Here, Lawrence pled this particular ineffective assistance claim in his
amended PCRA petition. And he attempted to prove this claim at the
evidentiary hearing. Indeed, he testified, as set forth in detail above, that he
requested the filing of a direct appeal. But trial counsel testified, also as set
forth in detail above, that he consulted with Lawrence about the prospects of
an appeal—and Lawrence never requested the filing of a direct appeal.
The PCRA court resolved this conflicting testimony in favor of trial
counsel and against Lawrence. There is record support for the PCRA court’s
credibility determinations. Provided this support, we defer to those
determinations. See, e.g., Santiago, 855 A.2d at 694; Commonwealth v.
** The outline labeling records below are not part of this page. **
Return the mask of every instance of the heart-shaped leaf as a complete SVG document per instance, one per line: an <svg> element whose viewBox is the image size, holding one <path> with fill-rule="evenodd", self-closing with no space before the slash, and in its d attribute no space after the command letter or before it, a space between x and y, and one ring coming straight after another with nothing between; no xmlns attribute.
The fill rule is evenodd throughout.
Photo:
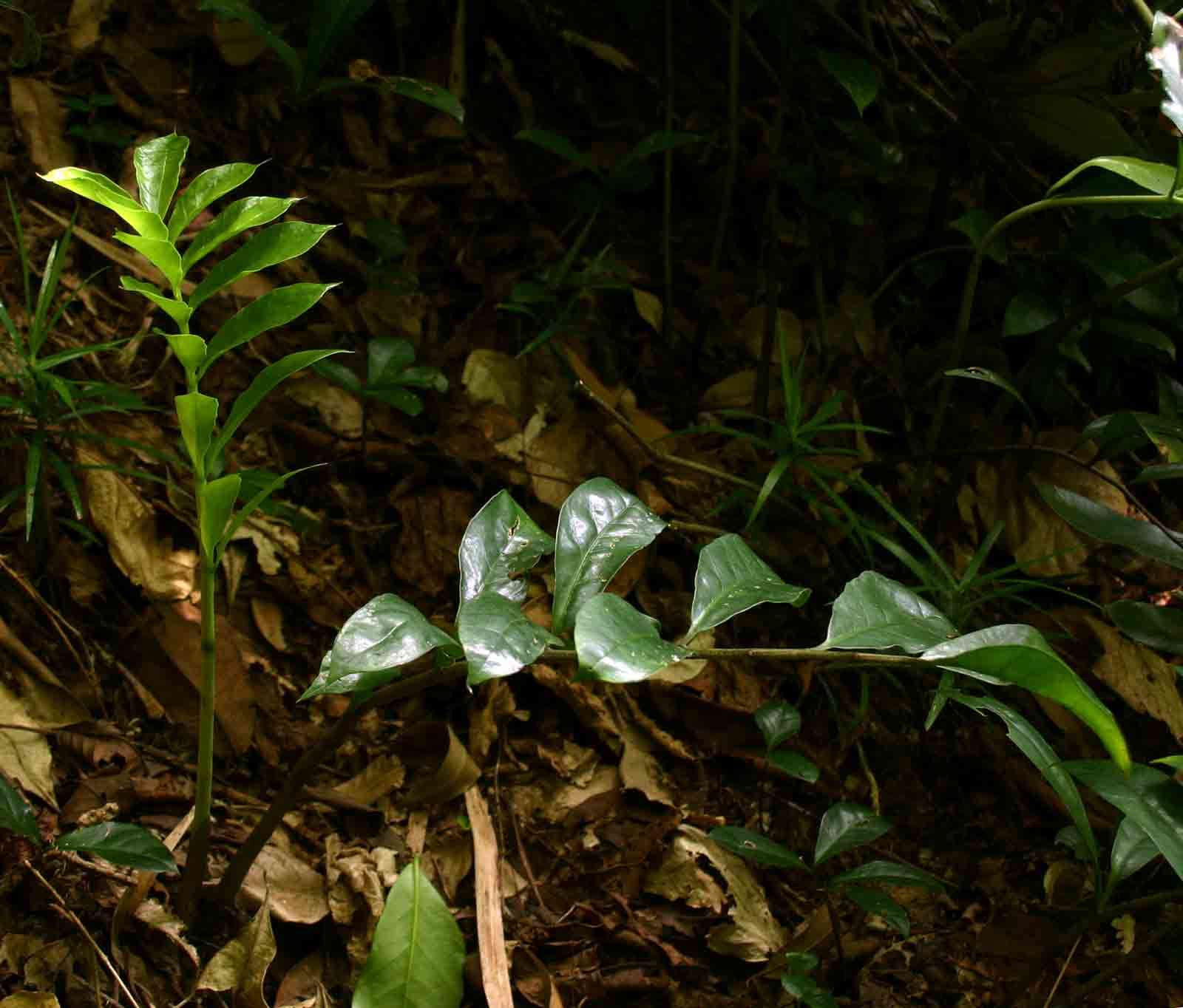
<svg viewBox="0 0 1183 1008"><path fill-rule="evenodd" d="M593 595L575 620L581 679L639 683L693 652L661 639L658 621L616 595Z"/></svg>
<svg viewBox="0 0 1183 1008"><path fill-rule="evenodd" d="M112 865L142 872L175 872L173 853L142 826L130 822L101 822L84 826L58 838L60 851L82 851L105 858Z"/></svg>
<svg viewBox="0 0 1183 1008"><path fill-rule="evenodd" d="M782 581L739 536L719 536L698 556L686 638L717 627L762 602L803 606L808 599L808 588Z"/></svg>
<svg viewBox="0 0 1183 1008"><path fill-rule="evenodd" d="M918 654L957 628L930 602L898 581L867 570L848 581L834 602L821 648L886 651L898 647Z"/></svg>
<svg viewBox="0 0 1183 1008"><path fill-rule="evenodd" d="M558 511L554 629L562 634L580 607L665 528L636 497L596 477L576 487Z"/></svg>
<svg viewBox="0 0 1183 1008"><path fill-rule="evenodd" d="M817 845L814 848L814 867L871 844L891 829L891 820L875 815L870 808L840 801L826 809L817 827Z"/></svg>

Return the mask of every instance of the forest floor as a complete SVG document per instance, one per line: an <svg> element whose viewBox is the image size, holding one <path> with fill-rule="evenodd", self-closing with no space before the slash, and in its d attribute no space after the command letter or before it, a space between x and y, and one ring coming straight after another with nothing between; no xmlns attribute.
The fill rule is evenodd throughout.
<svg viewBox="0 0 1183 1008"><path fill-rule="evenodd" d="M300 196L295 217L340 225L303 259L253 274L209 303L201 325L213 331L269 285L341 284L296 327L224 358L208 394L226 403L263 362L284 353L340 345L364 361L369 341L392 336L409 341L418 364L448 380L446 392L419 390L424 411L408 416L308 371L269 400L233 448L234 467L329 465L289 484L287 510L252 521L224 567L215 877L295 762L342 717L344 698L298 702L342 623L375 595L393 593L450 626L460 537L499 489L509 487L548 531L571 489L594 476L683 523L639 555L613 590L631 592L668 637L685 629L697 549L711 537L693 525L738 530L751 505L750 496L738 506L729 500L735 487L718 473L758 485L774 459L742 439L686 433L717 424L719 408L751 406L763 316L742 279L750 266L737 259L715 278L719 329L696 332L706 323L689 303L667 306L672 325L664 324L660 186L653 186L606 208L577 250L577 276L548 287L544 271L554 280L587 220L569 199L587 180L513 138L534 103L545 108L548 97L516 80L509 63L490 57L484 77L468 82L473 111L461 127L375 90L297 102L282 64L252 56L248 40L239 40L247 51L234 50L225 27L215 31L209 15L188 5L130 5L109 20L83 12L67 27L67 5L44 7L43 28L64 27L9 79L11 118L0 133L0 172L11 180L34 266L72 212L34 170L77 164L134 187L131 144L175 129L192 141L188 176L231 161L265 162L252 192ZM20 21L4 26L15 37ZM486 27L496 33L497 24ZM454 73L448 31L428 19L405 72L437 83L450 66ZM351 65L358 80L396 72L376 53L368 57ZM595 59L586 51L580 58ZM629 71L597 72L623 79ZM592 119L627 104L619 96L605 98L605 109L595 95L580 101ZM481 117L481 102L498 114L486 109ZM593 151L603 166L621 156L612 144ZM675 208L679 269L703 279L709 267L698 250L716 226L715 206L704 196ZM175 452L170 403L182 375L151 335L161 316L118 286L119 274L143 264L111 240L116 224L105 211L80 207L64 278L77 299L50 347L130 337L115 351L79 358L73 374L132 389L155 412L86 419L98 437L77 447L73 461L89 538L69 524L69 497L51 483L56 521L46 535L25 542L18 500L5 512L0 539L0 771L35 802L46 836L112 806L121 821L168 836L193 797L200 639L190 509L170 482L127 474L163 477L143 446ZM749 226L743 214L736 226ZM4 231L14 239L11 225ZM103 267L110 269L83 286ZM0 296L14 317L24 297L19 276L6 245ZM542 299L530 301L522 286L529 283ZM865 327L874 323L858 312L841 324L849 331L835 335L833 366L826 379L810 379L814 392L865 400L862 421L890 426L905 392L890 381L875 390L884 373L868 347L881 334L868 336ZM558 335L517 356L548 325ZM662 342L671 332L674 342ZM774 387L778 381L774 375ZM4 422L19 432L13 414ZM692 464L655 457L639 439ZM0 471L19 482L19 439L2 452ZM858 464L873 463L867 447ZM1007 478L1003 469L990 477L983 463L978 482L965 485L981 497L990 478ZM892 493L901 473L884 466L874 479ZM951 561L971 553L982 534L971 528L977 505L965 503L974 495L958 490L961 478L935 469L923 515L913 516ZM906 509L907 496L897 505ZM953 497L958 508L950 506ZM874 510L868 498L851 500ZM812 588L813 599L801 609L741 616L717 646L821 641L828 603L866 567L804 497L795 512L778 508L769 505L751 545L787 581ZM871 519L891 524L881 511ZM886 554L880 561L885 573L909 580ZM1104 577L1078 579L1074 588L1112 597ZM535 588L544 603L544 575ZM1084 605L1037 588L1033 599L988 605L984 615L1030 622L1054 638L1111 707L1124 711L1136 758L1171 751L1163 722L1176 715L1133 713L1127 703L1136 700L1121 685L1123 670L1142 674L1130 668L1150 668L1138 663L1153 655L1132 654ZM817 956L815 976L839 1004L1183 1003L1183 959L1170 948L1179 932L1169 911L1133 906L1078 928L1091 919L1091 880L1056 845L1067 819L1000 722L949 711L925 731L935 680L810 663L710 659L674 678L575 683L569 667L539 661L472 692L453 684L370 711L284 818L237 913L211 911L192 931L173 916L173 877L138 879L103 861L44 852L18 861L0 836L7 859L0 997L9 999L0 1006L130 1003L115 976L140 1004L159 1008L193 994L199 976L202 1004L345 1003L386 889L415 854L464 931L472 967L465 1003L481 1004L480 965L491 969L497 950L478 942L473 862L490 852L500 866L502 951L523 1006L789 1003L777 981L786 951ZM1008 703L1040 724L1065 758L1104 756L1071 717L1017 692L1006 693ZM820 769L816 783L769 762L752 715L772 699L801 710L793 748ZM823 879L741 861L707 838L717 826L743 826L808 859L821 816L839 801L894 823L872 845L874 857L944 883L939 893L892 891L910 918L906 936L849 900L830 902ZM477 821L485 808L491 831ZM1091 814L1101 829L1116 825L1107 806ZM173 842L183 860L185 840ZM834 871L855 864L845 855ZM1157 860L1120 898L1170 886ZM264 898L273 946L244 951L239 932ZM237 967L207 970L225 948L239 950ZM1053 987L1059 1000L1049 1002Z"/></svg>

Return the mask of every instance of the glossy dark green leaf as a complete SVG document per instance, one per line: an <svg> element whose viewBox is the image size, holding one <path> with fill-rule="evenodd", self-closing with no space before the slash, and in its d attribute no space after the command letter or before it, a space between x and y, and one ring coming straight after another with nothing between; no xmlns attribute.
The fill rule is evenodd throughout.
<svg viewBox="0 0 1183 1008"><path fill-rule="evenodd" d="M562 634L588 599L665 528L636 497L596 477L576 487L558 511L555 537L554 629Z"/></svg>
<svg viewBox="0 0 1183 1008"><path fill-rule="evenodd" d="M1077 789L1077 783L1072 780L1072 775L1064 769L1059 755L1048 745L1047 739L1043 738L1039 729L1021 713L1011 710L994 697L975 697L958 690L950 691L949 696L970 710L989 711L1002 718L1007 725L1007 737L1019 748L1019 751L1023 756L1030 760L1035 769L1040 771L1043 780L1052 786L1056 796L1064 802L1064 807L1067 809L1068 816L1077 828L1077 835L1087 855L1082 860L1091 861L1094 871L1099 871L1100 851L1088 819L1088 812L1085 809L1085 802L1080 797L1080 791Z"/></svg>
<svg viewBox="0 0 1183 1008"><path fill-rule="evenodd" d="M176 861L163 844L142 826L130 822L102 822L84 826L59 836L54 845L62 851L78 851L104 858L112 865L142 872L175 872Z"/></svg>
<svg viewBox="0 0 1183 1008"><path fill-rule="evenodd" d="M830 879L829 884L833 887L833 879ZM890 928L893 928L905 938L911 936L912 922L909 919L907 911L887 896L887 893L880 892L878 889L864 889L862 886L852 885L843 890L842 894L858 904L864 912L881 917Z"/></svg>
<svg viewBox="0 0 1183 1008"><path fill-rule="evenodd" d="M875 815L870 808L848 801L832 805L817 827L814 867L855 847L874 842L888 829L891 820Z"/></svg>
<svg viewBox="0 0 1183 1008"><path fill-rule="evenodd" d="M213 440L214 425L218 422L218 400L200 392L189 392L177 395L173 402L176 406L181 440L189 453L189 461L203 474L203 460Z"/></svg>
<svg viewBox="0 0 1183 1008"><path fill-rule="evenodd" d="M519 576L554 549L555 541L509 491L498 491L472 516L460 539L460 605L490 593L522 601L526 586Z"/></svg>
<svg viewBox="0 0 1183 1008"><path fill-rule="evenodd" d="M782 581L739 536L719 536L698 555L686 637L717 627L762 602L800 607L808 599L808 588Z"/></svg>
<svg viewBox="0 0 1183 1008"><path fill-rule="evenodd" d="M175 291L181 286L181 257L173 243L166 238L144 238L140 234L128 234L116 231L115 240L135 248L163 274L168 285Z"/></svg>
<svg viewBox="0 0 1183 1008"><path fill-rule="evenodd" d="M399 375L415 362L415 348L399 336L375 336L366 356L366 383L376 388L397 382Z"/></svg>
<svg viewBox="0 0 1183 1008"><path fill-rule="evenodd" d="M353 1008L458 1008L464 936L415 858L386 898Z"/></svg>
<svg viewBox="0 0 1183 1008"><path fill-rule="evenodd" d="M834 875L827 889L838 890L847 885L887 885L887 886L914 886L926 889L930 892L944 892L945 884L936 875L929 874L923 868L913 868L911 865L901 865L898 861L867 861L848 872ZM878 913L878 911L874 911Z"/></svg>
<svg viewBox="0 0 1183 1008"><path fill-rule="evenodd" d="M1157 857L1158 845L1127 815L1118 823L1113 836L1113 851L1110 858L1113 885L1144 868Z"/></svg>
<svg viewBox="0 0 1183 1008"><path fill-rule="evenodd" d="M119 277L119 285L125 291L134 291L137 295L143 295L157 308L163 309L164 314L176 323L179 329L188 327L189 318L193 316L193 309L189 308L189 305L187 305L183 301L161 293L160 287L155 284L148 284L143 280L137 280L134 277Z"/></svg>
<svg viewBox="0 0 1183 1008"><path fill-rule="evenodd" d="M1157 525L1118 515L1104 504L1071 490L1047 483L1036 485L1048 506L1078 532L1116 543L1171 567L1183 568L1183 545Z"/></svg>
<svg viewBox="0 0 1183 1008"><path fill-rule="evenodd" d="M808 974L781 974L781 987L806 1008L838 1008L834 995Z"/></svg>
<svg viewBox="0 0 1183 1008"><path fill-rule="evenodd" d="M861 116L879 93L879 71L861 56L840 50L817 50L817 59L851 96Z"/></svg>
<svg viewBox="0 0 1183 1008"><path fill-rule="evenodd" d="M1074 760L1064 767L1140 826L1183 879L1183 784L1139 763L1129 776L1107 760Z"/></svg>
<svg viewBox="0 0 1183 1008"><path fill-rule="evenodd" d="M1105 607L1123 633L1139 644L1172 654L1183 654L1183 610L1127 599Z"/></svg>
<svg viewBox="0 0 1183 1008"><path fill-rule="evenodd" d="M794 854L788 847L769 840L759 833L743 829L739 826L717 826L710 832L710 838L724 851L755 861L757 865L767 865L770 868L803 868L809 871L809 866Z"/></svg>
<svg viewBox="0 0 1183 1008"><path fill-rule="evenodd" d="M117 186L105 175L88 172L84 168L54 168L40 177L115 211L137 234L144 238L168 239L168 228L164 227L160 214L144 209L135 201L131 193L122 186Z"/></svg>
<svg viewBox="0 0 1183 1008"><path fill-rule="evenodd" d="M616 595L593 595L575 618L580 679L639 683L693 652L661 639L658 621Z"/></svg>
<svg viewBox="0 0 1183 1008"><path fill-rule="evenodd" d="M421 102L438 112L452 116L458 123L464 122L464 105L460 104L455 95L437 84L428 84L426 80L416 80L413 77L383 77L382 82L395 95Z"/></svg>
<svg viewBox="0 0 1183 1008"><path fill-rule="evenodd" d="M345 353L348 351L302 350L298 354L289 354L286 357L282 357L273 364L267 364L267 367L254 376L254 380L246 387L246 392L234 400L234 408L231 409L230 416L226 419L226 425L221 428L218 438L209 446L209 451L206 454L207 464L221 458L221 453L226 450L226 445L230 444L231 438L234 437L238 428L243 425L243 421L254 412L254 408L263 402L271 389L285 379L291 377L297 371L302 371L304 368L311 367L317 361L324 360L334 354Z"/></svg>
<svg viewBox="0 0 1183 1008"><path fill-rule="evenodd" d="M205 375L211 364L228 350L241 347L260 332L299 318L335 286L336 284L290 284L257 297L228 318L209 341L198 377Z"/></svg>
<svg viewBox="0 0 1183 1008"><path fill-rule="evenodd" d="M259 270L303 256L332 228L331 224L305 224L304 221L285 221L264 228L247 239L240 248L231 252L206 274L206 278L189 295L189 305L195 309L206 298L248 273L256 273Z"/></svg>
<svg viewBox="0 0 1183 1008"><path fill-rule="evenodd" d="M0 829L11 829L38 845L41 842L33 807L4 777L0 777Z"/></svg>
<svg viewBox="0 0 1183 1008"><path fill-rule="evenodd" d="M486 592L460 606L457 635L468 661L468 685L512 676L534 661L548 644L562 647L561 638L528 619L518 602Z"/></svg>
<svg viewBox="0 0 1183 1008"><path fill-rule="evenodd" d="M789 749L777 749L775 752L769 752L768 762L776 767L777 770L783 770L790 777L796 777L807 784L817 783L817 778L821 776L816 763L807 760L800 752L793 752Z"/></svg>
<svg viewBox="0 0 1183 1008"><path fill-rule="evenodd" d="M788 700L769 700L754 717L769 752L801 731L801 711Z"/></svg>
<svg viewBox="0 0 1183 1008"><path fill-rule="evenodd" d="M161 218L168 213L188 149L189 138L175 133L149 140L135 149L131 161L136 168L136 188L144 209Z"/></svg>
<svg viewBox="0 0 1183 1008"><path fill-rule="evenodd" d="M1161 161L1143 161L1138 157L1093 157L1084 164L1078 164L1060 179L1059 182L1048 189L1048 195L1052 195L1056 189L1062 189L1077 176L1091 168L1112 172L1114 175L1120 175L1136 186L1140 186L1143 189L1149 189L1151 193L1157 193L1161 196L1165 196L1171 190L1171 185L1175 181L1174 166L1163 164Z"/></svg>
<svg viewBox="0 0 1183 1008"><path fill-rule="evenodd" d="M822 648L886 651L898 647L917 654L957 628L936 606L898 581L867 570L847 582L834 602Z"/></svg>
<svg viewBox="0 0 1183 1008"><path fill-rule="evenodd" d="M1125 737L1108 707L1034 627L1022 623L987 627L930 647L920 657L943 668L1011 683L1055 700L1097 734L1119 765L1130 765Z"/></svg>
<svg viewBox="0 0 1183 1008"><path fill-rule="evenodd" d="M234 513L234 502L243 479L237 473L213 479L200 490L201 551L211 563L216 562L218 544Z"/></svg>
<svg viewBox="0 0 1183 1008"><path fill-rule="evenodd" d="M219 164L216 168L207 168L189 182L176 201L176 206L173 207L173 215L168 219L169 240L176 241L181 237L181 232L193 224L201 211L214 200L220 200L241 186L259 167L259 164L237 161L230 164Z"/></svg>
<svg viewBox="0 0 1183 1008"><path fill-rule="evenodd" d="M230 241L237 234L251 227L261 227L277 217L282 217L293 205L299 202L295 196L246 196L235 200L226 209L207 224L189 243L181 257L181 266L188 273L196 263L219 246Z"/></svg>

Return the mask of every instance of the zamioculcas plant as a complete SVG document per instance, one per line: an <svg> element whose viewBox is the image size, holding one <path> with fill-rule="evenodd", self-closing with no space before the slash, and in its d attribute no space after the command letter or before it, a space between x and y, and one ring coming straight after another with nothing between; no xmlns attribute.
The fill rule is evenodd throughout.
<svg viewBox="0 0 1183 1008"><path fill-rule="evenodd" d="M222 164L202 172L176 199L181 166L188 150L187 137L172 134L149 141L135 150L138 199L105 175L82 168L57 168L43 175L62 186L115 211L134 233L116 232L115 238L131 246L164 278L164 285L121 277L125 290L143 295L176 325L163 336L185 368L186 392L175 399L181 440L193 467L193 496L196 503L198 539L201 549L201 715L198 738L198 786L193 835L188 861L177 899L183 917L196 911L198 894L206 877L209 852L209 806L213 782L214 743L214 574L226 544L238 528L266 498L296 472L273 477L263 484L235 512L244 485L241 473L226 473L226 446L264 396L279 382L331 354L343 350L304 350L269 364L238 396L230 416L218 426L219 402L199 390L201 379L214 362L260 332L285 325L308 311L334 284L290 284L256 298L230 318L208 341L189 328L193 314L219 291L240 277L274 266L308 252L331 225L290 221L271 224L296 202L278 196L247 196L235 200L198 232L182 252L181 233L206 207L250 179L258 164ZM172 211L169 211L172 207ZM218 247L253 227L270 225L254 233L235 251L213 266L195 286L185 278L193 267ZM303 472L303 470L297 470Z"/></svg>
Reyes-Rodriguez, 111 A.3d 775, 779 (Pa. Super. 2015) (en banc).
-5-
J-S36004-17
Since the record contradicts Lawrence’s assertion that trial counsel
ignored his timely request to file a direct appeal, we affirm the PCRA court’s
order dismissing his PCRA petition and we grant Attorney Belli’s petition to
withdraw as counsel. Our independent review of the certified record does not
reveal any other meritorious issues.
Order affirmed. Petition to withdraw as counsel granted.
President Judge Emeritus Ford Elliott joins in the memorandum.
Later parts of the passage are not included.